An $\widetilde{O} (n^{3/7})$ Round Parallel Algorithm for Matroid Bases
This work advances the theoretical understanding of the parallel complexity of matroid basis finding, a fundamental problem in combinatorial optimization, by providing a better upper bound that narrows the gap with known lower bounds.
The paper presents a new parallel algorithm for finding a basis in an n-element matroid using an independence oracle, achieving Õ(n^{3/7}) adaptive rounds, improving upon the previous best of Õ(n^{7/15}) rounds.

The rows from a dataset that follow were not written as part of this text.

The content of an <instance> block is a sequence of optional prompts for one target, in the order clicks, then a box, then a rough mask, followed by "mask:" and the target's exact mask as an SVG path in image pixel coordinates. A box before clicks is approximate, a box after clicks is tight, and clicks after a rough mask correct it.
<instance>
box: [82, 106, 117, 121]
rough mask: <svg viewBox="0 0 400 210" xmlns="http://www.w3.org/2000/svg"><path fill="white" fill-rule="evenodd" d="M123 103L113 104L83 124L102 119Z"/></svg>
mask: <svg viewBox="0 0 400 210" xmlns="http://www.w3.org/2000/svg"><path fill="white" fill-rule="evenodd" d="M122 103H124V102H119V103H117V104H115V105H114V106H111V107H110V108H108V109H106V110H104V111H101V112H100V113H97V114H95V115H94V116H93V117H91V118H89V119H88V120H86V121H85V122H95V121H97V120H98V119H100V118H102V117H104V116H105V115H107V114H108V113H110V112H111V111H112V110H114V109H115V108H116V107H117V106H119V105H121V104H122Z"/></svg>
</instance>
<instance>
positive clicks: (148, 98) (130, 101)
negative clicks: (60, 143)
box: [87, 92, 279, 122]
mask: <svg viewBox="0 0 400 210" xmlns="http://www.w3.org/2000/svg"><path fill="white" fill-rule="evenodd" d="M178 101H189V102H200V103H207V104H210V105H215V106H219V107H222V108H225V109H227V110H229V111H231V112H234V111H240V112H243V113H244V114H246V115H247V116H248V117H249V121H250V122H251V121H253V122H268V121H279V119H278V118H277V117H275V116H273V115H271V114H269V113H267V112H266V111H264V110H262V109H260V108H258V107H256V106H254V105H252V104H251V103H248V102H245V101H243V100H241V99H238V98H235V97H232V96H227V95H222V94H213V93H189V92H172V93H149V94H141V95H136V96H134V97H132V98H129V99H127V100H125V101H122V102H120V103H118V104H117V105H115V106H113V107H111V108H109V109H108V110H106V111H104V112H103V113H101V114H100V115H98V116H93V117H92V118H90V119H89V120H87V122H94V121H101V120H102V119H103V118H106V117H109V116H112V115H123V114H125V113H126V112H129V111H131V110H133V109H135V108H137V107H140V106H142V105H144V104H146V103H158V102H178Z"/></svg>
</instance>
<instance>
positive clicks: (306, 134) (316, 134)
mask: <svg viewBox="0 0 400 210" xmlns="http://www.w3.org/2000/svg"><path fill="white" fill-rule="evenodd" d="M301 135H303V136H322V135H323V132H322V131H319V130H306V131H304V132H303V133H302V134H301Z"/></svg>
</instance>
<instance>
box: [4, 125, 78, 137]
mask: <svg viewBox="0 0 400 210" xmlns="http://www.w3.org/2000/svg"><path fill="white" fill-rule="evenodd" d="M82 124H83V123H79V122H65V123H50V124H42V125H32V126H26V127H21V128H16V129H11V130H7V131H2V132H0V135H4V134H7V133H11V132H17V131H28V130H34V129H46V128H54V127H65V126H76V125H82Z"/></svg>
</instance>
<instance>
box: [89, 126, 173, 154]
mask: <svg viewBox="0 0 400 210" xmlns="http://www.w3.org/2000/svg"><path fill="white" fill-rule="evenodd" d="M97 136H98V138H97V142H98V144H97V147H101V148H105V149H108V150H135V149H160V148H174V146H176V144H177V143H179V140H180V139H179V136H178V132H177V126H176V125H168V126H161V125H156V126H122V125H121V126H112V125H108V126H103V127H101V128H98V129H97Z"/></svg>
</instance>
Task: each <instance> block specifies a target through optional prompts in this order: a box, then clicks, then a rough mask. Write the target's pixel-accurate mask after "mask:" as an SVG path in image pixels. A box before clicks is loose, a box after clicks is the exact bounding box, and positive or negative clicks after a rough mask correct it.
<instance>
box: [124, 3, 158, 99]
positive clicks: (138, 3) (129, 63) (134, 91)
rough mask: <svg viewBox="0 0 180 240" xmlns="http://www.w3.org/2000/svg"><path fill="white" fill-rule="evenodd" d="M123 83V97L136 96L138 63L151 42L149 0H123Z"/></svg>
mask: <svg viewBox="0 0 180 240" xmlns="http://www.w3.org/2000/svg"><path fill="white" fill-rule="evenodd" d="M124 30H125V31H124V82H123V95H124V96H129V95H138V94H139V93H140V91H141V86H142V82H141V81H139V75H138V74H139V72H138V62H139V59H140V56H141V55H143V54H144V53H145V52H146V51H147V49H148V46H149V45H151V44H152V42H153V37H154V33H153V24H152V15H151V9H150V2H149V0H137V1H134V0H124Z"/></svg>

We study the parallel (adaptive) complexity of the classic problem of finding a basis in an $n$-element matroid, given access via an \emph{independence oracle}. In this model, the algorithm may submit polynomially many independence queries in each round, and the central question is: how many rounds are necessary and sufficient to find a basis? Karp, Upfal, and Wigderson (FOCS~1985, JCSS~1988; hereafter KUW) initiated this study, showing that $O(\sqrt{n})$ adaptive rounds suffice for any matroid, and that $\widetildeΩ(n^{1/3})$ rounds are necessary even for partition matroids. This left a substantial gap that persisted for nearly four decades, until Khanna, Putterman, and Song (FOCS~2025; hereafter KPS) achieved $\widetilde O(n^{7/15})$ rounds, the first improvement since~KUW. In this work, we make another conceptual advance beyond KPS, giving a new algorithm that finds a matroid basis in $\widetilde O(n^{3/7})$ rounds. We develop a structural and algorithmic framework that brings a new lens to the analysis of random circuits, moving from reasoning about individual elements to understanding how dependencies span multiple elements simultaneously.